No Ceará, o dia 17 de novembro é celebrado como o Dia da Literatura Cearense. A escolha da data homenageia a escritora Rachel de Queiroz, cearense nascida em 1910 em Fortaleza, no mesmo dia que a cidade escolheu para celebrar a literatura.
Melancólica, mas de sorriso largo, olhos pequeninos, divertida, inteligente, boa de prosa e cheia de anedotas. Decolou logo com seu primeiro livro, e, por seus textos que retratam o nordeste e abordam questões como a seca e as dificuldades da região, chamou a atenção de escritores e jornalistas. “O Quinze” (1930), obra que explora a realidade social da época, tornou-se um marco da literatura regionalista – título que conferiu seu alcance e projeção até os dias de hoje.
Mas a autora de “As Três Marias”, “Vidas Secas” e “O Canto da Sereia”, não se limitou à ficção: redigiu contos, peças teatrais e, principalmente, artigos e crônicas. Grande parte de sua carreira foi dedicada ao jornalismo, sua tarefa diária e principal, e que fazia questão de assim ser reconhecida. Por isso, nunca se declarou escritora e sempre fez questão de enfatizar seu ofício como jornalista. “Eu tenho dito que me sinto mais jornalista que ficcionista. Sempre. Na verdade, minha profissão é essa: jornalista”. Também afirmava que não gostava de escrever. Em diversas entrevistas dizia que só escrevia porque precisava ganhar a vida.
Trabalhou como repórter na redação de O Ceará e no jornal O Povo. No Rio de Janeiro, atuou como colunista e cronista do jornal carioca Diário de Notícias e passou pelo O Estado de São Paulo, pelo Diário de Pernambuco e pela revista semanal O Cruzeiro, onde mantinha a seção “Última Página”, com crônicas sobre temas diversos.
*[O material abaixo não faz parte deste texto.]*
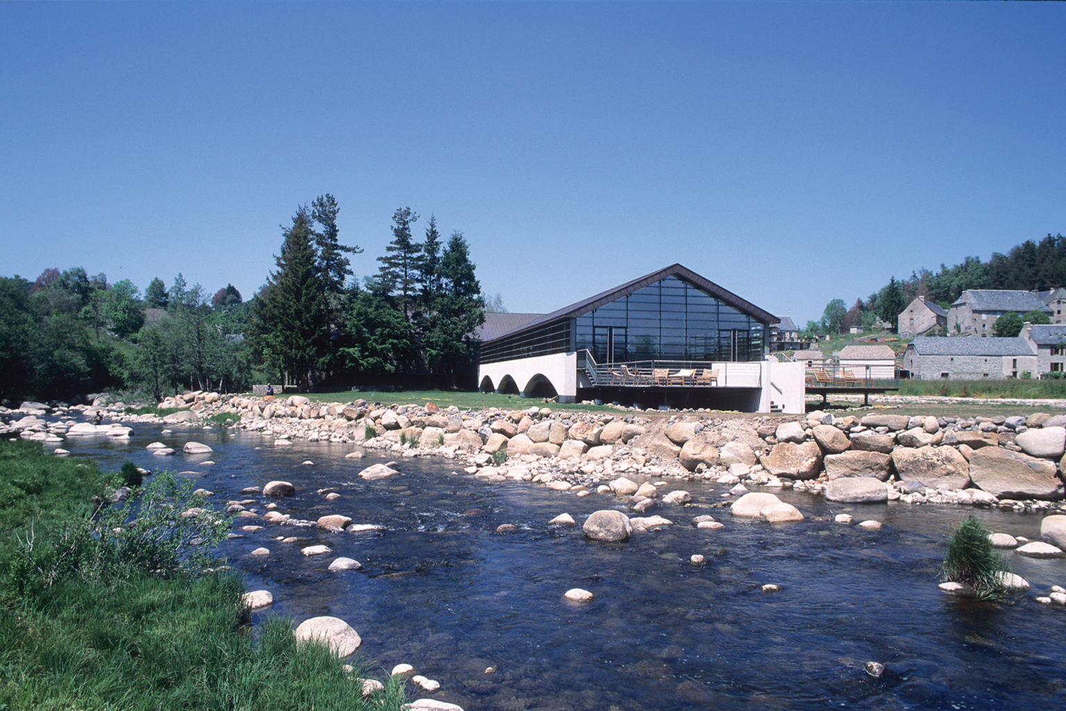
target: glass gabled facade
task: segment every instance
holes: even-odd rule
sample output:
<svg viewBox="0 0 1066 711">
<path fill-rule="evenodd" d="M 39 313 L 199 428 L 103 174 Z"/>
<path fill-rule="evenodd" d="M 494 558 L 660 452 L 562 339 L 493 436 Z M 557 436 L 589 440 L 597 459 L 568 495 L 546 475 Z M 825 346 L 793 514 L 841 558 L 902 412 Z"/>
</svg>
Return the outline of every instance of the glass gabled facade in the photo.
<svg viewBox="0 0 1066 711">
<path fill-rule="evenodd" d="M 761 360 L 769 324 L 666 276 L 572 318 L 483 344 L 482 362 L 587 349 L 597 362 Z"/>
<path fill-rule="evenodd" d="M 577 318 L 575 345 L 597 362 L 761 360 L 769 326 L 667 276 Z"/>
</svg>

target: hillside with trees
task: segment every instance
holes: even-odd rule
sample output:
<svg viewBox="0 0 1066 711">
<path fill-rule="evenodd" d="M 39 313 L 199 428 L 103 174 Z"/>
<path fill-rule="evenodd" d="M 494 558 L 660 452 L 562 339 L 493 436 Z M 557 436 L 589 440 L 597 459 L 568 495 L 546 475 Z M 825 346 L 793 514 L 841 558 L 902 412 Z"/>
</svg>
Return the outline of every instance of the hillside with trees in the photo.
<svg viewBox="0 0 1066 711">
<path fill-rule="evenodd" d="M 158 400 L 406 376 L 457 385 L 485 318 L 463 233 L 442 242 L 431 217 L 417 241 L 418 214 L 397 210 L 381 266 L 360 284 L 350 257 L 362 249 L 340 242 L 338 212 L 328 194 L 298 207 L 281 227 L 275 269 L 248 301 L 231 284 L 212 293 L 180 273 L 169 288 L 154 278 L 143 296 L 128 279 L 110 284 L 80 266 L 34 281 L 0 277 L 0 400 L 100 391 Z"/>
<path fill-rule="evenodd" d="M 843 300 L 834 298 L 822 319 L 808 321 L 803 332 L 805 336 L 824 336 L 846 333 L 852 326 L 869 330 L 878 318 L 894 327 L 897 318 L 917 296 L 947 310 L 967 289 L 1048 291 L 1064 286 L 1066 238 L 1048 233 L 1039 242 L 1028 240 L 1005 255 L 994 252 L 987 262 L 966 257 L 953 266 L 940 264 L 936 273 L 922 268 L 903 280 L 893 276 L 866 300 L 857 298 L 850 309 Z"/>
</svg>

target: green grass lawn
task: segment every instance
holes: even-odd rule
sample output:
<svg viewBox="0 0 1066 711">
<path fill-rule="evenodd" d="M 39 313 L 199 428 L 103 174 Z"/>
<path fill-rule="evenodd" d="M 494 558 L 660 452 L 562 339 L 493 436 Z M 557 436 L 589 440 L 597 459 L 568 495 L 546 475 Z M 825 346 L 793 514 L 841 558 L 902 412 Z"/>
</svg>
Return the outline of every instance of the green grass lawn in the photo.
<svg viewBox="0 0 1066 711">
<path fill-rule="evenodd" d="M 178 516 L 204 505 L 191 482 L 160 472 L 131 508 L 97 511 L 118 479 L 0 441 L 0 710 L 400 711 L 402 682 L 365 699 L 359 673 L 297 645 L 292 620 L 249 628 L 241 578 L 189 552 L 204 538 L 184 534 L 229 529 Z"/>
</svg>

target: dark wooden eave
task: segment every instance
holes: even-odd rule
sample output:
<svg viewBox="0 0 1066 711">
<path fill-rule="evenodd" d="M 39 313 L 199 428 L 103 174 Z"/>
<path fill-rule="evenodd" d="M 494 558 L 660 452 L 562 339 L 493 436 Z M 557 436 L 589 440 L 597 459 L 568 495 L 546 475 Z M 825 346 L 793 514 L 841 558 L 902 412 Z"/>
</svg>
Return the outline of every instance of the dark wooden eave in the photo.
<svg viewBox="0 0 1066 711">
<path fill-rule="evenodd" d="M 605 304 L 610 304 L 611 302 L 617 301 L 623 296 L 628 296 L 629 294 L 633 293 L 634 291 L 639 291 L 644 287 L 651 286 L 656 281 L 661 281 L 662 279 L 665 279 L 667 276 L 676 276 L 682 281 L 688 281 L 689 284 L 696 287 L 700 291 L 705 291 L 708 294 L 714 296 L 715 298 L 722 301 L 723 303 L 729 304 L 730 306 L 738 309 L 742 313 L 752 317 L 753 319 L 759 321 L 760 323 L 764 323 L 766 325 L 773 325 L 775 323 L 780 322 L 780 319 L 771 313 L 770 311 L 762 310 L 752 302 L 741 298 L 731 291 L 723 289 L 713 281 L 696 274 L 692 270 L 684 268 L 681 264 L 671 264 L 669 266 L 661 269 L 658 272 L 652 272 L 651 274 L 639 277 L 636 279 L 633 279 L 632 281 L 627 281 L 626 284 L 619 287 L 615 287 L 614 289 L 610 289 L 602 293 L 596 294 L 595 296 L 589 296 L 588 298 L 580 301 L 577 304 L 570 304 L 569 306 L 561 308 L 558 311 L 546 313 L 538 319 L 534 319 L 533 321 L 524 323 L 521 326 L 508 330 L 505 334 L 500 334 L 496 338 L 492 338 L 491 340 L 485 342 L 490 343 L 491 341 L 496 341 L 501 338 L 510 338 L 512 336 L 524 333 L 527 330 L 533 330 L 546 324 L 552 323 L 554 321 L 560 321 L 561 319 L 576 319 L 579 316 L 584 316 L 585 313 L 594 311 Z"/>
</svg>

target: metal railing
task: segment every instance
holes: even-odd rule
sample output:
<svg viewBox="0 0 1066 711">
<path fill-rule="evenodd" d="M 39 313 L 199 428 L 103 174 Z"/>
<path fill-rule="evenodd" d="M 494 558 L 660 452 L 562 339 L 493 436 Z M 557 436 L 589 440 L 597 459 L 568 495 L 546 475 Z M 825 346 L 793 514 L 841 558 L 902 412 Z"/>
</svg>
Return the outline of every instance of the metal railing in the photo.
<svg viewBox="0 0 1066 711">
<path fill-rule="evenodd" d="M 587 349 L 578 351 L 578 369 L 595 387 L 726 387 L 758 388 L 762 385 L 759 361 L 725 360 L 627 360 L 598 363 Z"/>
<path fill-rule="evenodd" d="M 804 369 L 808 388 L 884 388 L 899 389 L 900 369 L 887 366 L 839 366 L 826 363 Z"/>
</svg>

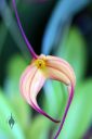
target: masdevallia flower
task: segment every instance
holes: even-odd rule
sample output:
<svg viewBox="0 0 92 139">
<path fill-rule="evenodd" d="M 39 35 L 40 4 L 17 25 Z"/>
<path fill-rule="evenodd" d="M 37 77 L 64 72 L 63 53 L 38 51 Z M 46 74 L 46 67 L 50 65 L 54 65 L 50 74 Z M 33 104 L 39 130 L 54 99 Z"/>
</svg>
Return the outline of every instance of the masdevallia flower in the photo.
<svg viewBox="0 0 92 139">
<path fill-rule="evenodd" d="M 69 105 L 74 97 L 74 88 L 76 84 L 75 73 L 71 66 L 63 59 L 60 59 L 57 56 L 52 56 L 52 55 L 44 55 L 44 54 L 37 55 L 35 53 L 21 25 L 21 21 L 17 14 L 16 5 L 15 5 L 15 0 L 13 0 L 13 7 L 14 7 L 19 30 L 32 55 L 32 61 L 24 71 L 19 81 L 19 89 L 24 99 L 37 112 L 47 116 L 51 121 L 58 123 L 60 121 L 52 118 L 44 111 L 41 110 L 41 108 L 37 103 L 37 94 L 39 93 L 40 89 L 43 87 L 45 80 L 49 78 L 60 80 L 64 83 L 68 88 L 69 98 L 68 98 L 68 102 L 67 102 L 60 128 L 54 137 L 54 139 L 56 139 L 61 132 Z"/>
</svg>

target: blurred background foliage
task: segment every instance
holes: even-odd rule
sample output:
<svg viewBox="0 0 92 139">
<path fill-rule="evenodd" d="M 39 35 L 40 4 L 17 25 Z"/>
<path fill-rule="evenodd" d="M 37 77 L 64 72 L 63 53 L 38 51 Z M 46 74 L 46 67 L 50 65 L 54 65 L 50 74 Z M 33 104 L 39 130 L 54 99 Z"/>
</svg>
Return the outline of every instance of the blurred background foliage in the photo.
<svg viewBox="0 0 92 139">
<path fill-rule="evenodd" d="M 58 139 L 92 138 L 92 1 L 16 0 L 24 30 L 35 51 L 68 61 L 76 73 L 76 89 Z M 0 0 L 0 139 L 52 139 L 58 128 L 24 101 L 19 77 L 31 56 L 21 36 L 12 0 Z M 48 80 L 39 105 L 62 119 L 66 87 Z M 13 128 L 9 125 L 12 116 Z"/>
</svg>

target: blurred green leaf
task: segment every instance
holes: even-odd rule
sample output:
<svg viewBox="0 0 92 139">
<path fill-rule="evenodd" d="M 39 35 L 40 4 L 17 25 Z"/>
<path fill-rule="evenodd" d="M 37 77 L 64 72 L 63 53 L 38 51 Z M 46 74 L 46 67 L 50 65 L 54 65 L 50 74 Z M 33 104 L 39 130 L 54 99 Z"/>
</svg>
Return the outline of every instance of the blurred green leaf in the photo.
<svg viewBox="0 0 92 139">
<path fill-rule="evenodd" d="M 58 139 L 81 139 L 92 121 L 92 79 L 82 81 L 68 111 Z"/>
<path fill-rule="evenodd" d="M 76 73 L 77 80 L 83 78 L 87 64 L 86 42 L 78 28 L 70 28 L 68 38 L 61 42 L 57 55 L 68 61 Z"/>
<path fill-rule="evenodd" d="M 9 118 L 13 115 L 15 124 L 11 129 L 9 125 Z M 0 136 L 6 137 L 6 139 L 24 139 L 24 134 L 19 125 L 17 115 L 15 115 L 12 105 L 9 103 L 9 99 L 5 98 L 0 89 Z"/>
<path fill-rule="evenodd" d="M 28 126 L 28 121 L 31 119 L 31 111 L 19 92 L 19 77 L 26 65 L 26 62 L 21 55 L 13 56 L 8 63 L 8 77 L 4 81 L 6 96 L 17 113 L 18 119 L 24 128 Z"/>
<path fill-rule="evenodd" d="M 4 24 L 1 23 L 0 24 L 0 54 L 2 52 L 2 48 L 5 42 L 6 34 L 8 34 L 6 28 L 5 28 Z"/>
<path fill-rule="evenodd" d="M 48 139 L 49 138 L 49 121 L 43 116 L 37 116 L 34 118 L 29 128 L 30 139 Z"/>
</svg>

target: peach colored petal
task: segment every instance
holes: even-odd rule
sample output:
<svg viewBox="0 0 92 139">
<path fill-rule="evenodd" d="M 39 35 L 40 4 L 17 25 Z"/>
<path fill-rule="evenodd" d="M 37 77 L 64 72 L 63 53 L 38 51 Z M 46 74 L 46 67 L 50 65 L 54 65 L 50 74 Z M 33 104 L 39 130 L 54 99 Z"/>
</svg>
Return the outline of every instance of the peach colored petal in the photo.
<svg viewBox="0 0 92 139">
<path fill-rule="evenodd" d="M 31 79 L 35 75 L 37 71 L 37 67 L 34 65 L 29 65 L 27 66 L 27 68 L 25 70 L 25 72 L 23 73 L 21 80 L 19 80 L 19 90 L 22 96 L 24 97 L 24 99 L 31 104 L 30 99 L 29 99 L 29 90 L 28 90 L 28 86 L 29 83 L 31 84 Z"/>
<path fill-rule="evenodd" d="M 43 75 L 42 71 L 37 68 L 35 64 L 31 64 L 25 70 L 25 72 L 21 77 L 21 81 L 19 81 L 21 93 L 26 99 L 26 101 L 31 105 L 32 109 L 35 109 L 42 115 L 47 116 L 51 121 L 58 123 L 60 121 L 56 121 L 51 116 L 49 116 L 45 112 L 43 112 L 39 108 L 37 103 L 37 94 L 42 88 L 44 81 L 45 81 L 45 76 Z"/>
<path fill-rule="evenodd" d="M 47 66 L 57 70 L 65 74 L 70 83 L 75 86 L 76 77 L 73 67 L 63 59 L 56 56 L 47 56 Z"/>
</svg>

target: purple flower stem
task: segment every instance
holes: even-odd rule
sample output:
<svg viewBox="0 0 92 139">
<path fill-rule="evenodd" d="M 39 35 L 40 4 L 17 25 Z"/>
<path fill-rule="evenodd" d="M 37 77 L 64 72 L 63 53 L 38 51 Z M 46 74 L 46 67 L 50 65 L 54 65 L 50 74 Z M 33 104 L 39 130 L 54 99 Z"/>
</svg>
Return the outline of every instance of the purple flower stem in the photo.
<svg viewBox="0 0 92 139">
<path fill-rule="evenodd" d="M 22 36 L 23 36 L 23 38 L 24 38 L 24 40 L 25 40 L 25 42 L 26 42 L 26 45 L 27 45 L 27 48 L 28 48 L 28 50 L 29 50 L 31 56 L 32 56 L 34 59 L 37 59 L 38 56 L 37 56 L 37 54 L 35 53 L 35 51 L 34 51 L 31 45 L 29 43 L 29 41 L 28 41 L 28 39 L 27 39 L 27 37 L 26 37 L 25 33 L 24 33 L 24 29 L 23 29 L 23 27 L 22 27 L 22 24 L 21 24 L 21 21 L 19 21 L 19 17 L 18 17 L 18 13 L 17 13 L 17 10 L 16 10 L 15 0 L 12 0 L 12 2 L 13 2 L 13 8 L 14 8 L 14 11 L 15 11 L 15 16 L 16 16 L 16 20 L 17 20 L 17 24 L 18 24 L 21 34 L 22 34 Z"/>
<path fill-rule="evenodd" d="M 65 113 L 64 113 L 64 116 L 63 116 L 63 121 L 62 121 L 62 123 L 61 123 L 61 126 L 60 126 L 60 128 L 58 128 L 58 130 L 57 130 L 57 132 L 56 132 L 54 139 L 57 139 L 57 137 L 58 137 L 58 135 L 60 135 L 60 132 L 61 132 L 61 130 L 62 130 L 62 128 L 63 128 L 63 125 L 64 125 L 64 122 L 65 122 L 67 112 L 68 112 L 69 106 L 70 106 L 70 103 L 71 103 L 71 101 L 73 101 L 73 97 L 74 97 L 74 87 L 71 86 L 71 92 L 70 92 L 70 94 L 69 94 L 69 99 L 68 99 L 68 102 L 67 102 L 67 105 L 66 105 L 66 109 L 65 109 Z"/>
<path fill-rule="evenodd" d="M 30 100 L 31 101 L 31 100 Z M 48 115 L 44 111 L 42 111 L 41 109 L 38 109 L 34 102 L 31 101 L 34 108 L 37 110 L 38 113 L 42 114 L 43 116 L 48 117 L 50 121 L 54 122 L 54 123 L 60 123 L 61 121 L 54 119 L 53 117 L 51 117 L 50 115 Z"/>
</svg>

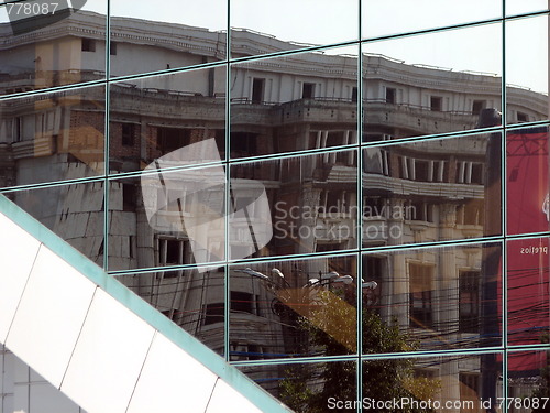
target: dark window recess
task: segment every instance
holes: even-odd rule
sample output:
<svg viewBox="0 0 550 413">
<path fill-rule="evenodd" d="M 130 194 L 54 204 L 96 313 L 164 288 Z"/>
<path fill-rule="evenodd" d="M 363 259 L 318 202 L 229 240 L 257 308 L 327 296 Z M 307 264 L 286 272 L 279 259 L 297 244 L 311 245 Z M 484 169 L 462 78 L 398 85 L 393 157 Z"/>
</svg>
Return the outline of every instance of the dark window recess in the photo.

Seu estilo jornalístico é notado em toda a sua produção textual.
A dita mancha de tinta
“Quando se houverem acabado os soldados no mundo – quando reinar a paz absoluta – que fiquem pelo menos os fuzileiros como exemplo de tudo de belo e fascinante que eles foram!“
A premiada cronista e escritora também deixou impresso paradoxos. De sua fama por retratar os difíceis tempos de sua região e as honrarias pelos livros, ela também ajudou a escrever tempos obscurantistas da história do país com seu apoio e participação intrínseca no golpe de 64 e na ditadura militar. Raquel nunca negou sua participação e articulação para o golpe militar.
Em 1993, em sua entrevista concedida ao programa Roda Viva, enfrentou o embate com o escritor Caio Fernando Abreu, ao declarar explicitamente sua colaboração com o golpe e a profunda amizade que a ligava ao marechal Humberto de Alencar Castelo. Em entrevista no mesmo período para Isabel Lustosa, a escritora disse não sentir nenhum arrependimento e, mesmo o que veio depois do governo Castelo Branco, a fase mais sombria da ditadura iniciada no governo do sucessor, general Costa e Silva que instituiu o AI-5, não seria nem mesmo culpa do seu amigo. Para a jornalista, Rachel revelou que não só apoiou o golpe como também conspirou ativamente a seu favor, e que já conspirava por um golpe de direita desde o segundo governo de Getúlio Vargas, mas que, teria sido frustrado pelo suicídio de Vargas em 24 de agosto de 1954.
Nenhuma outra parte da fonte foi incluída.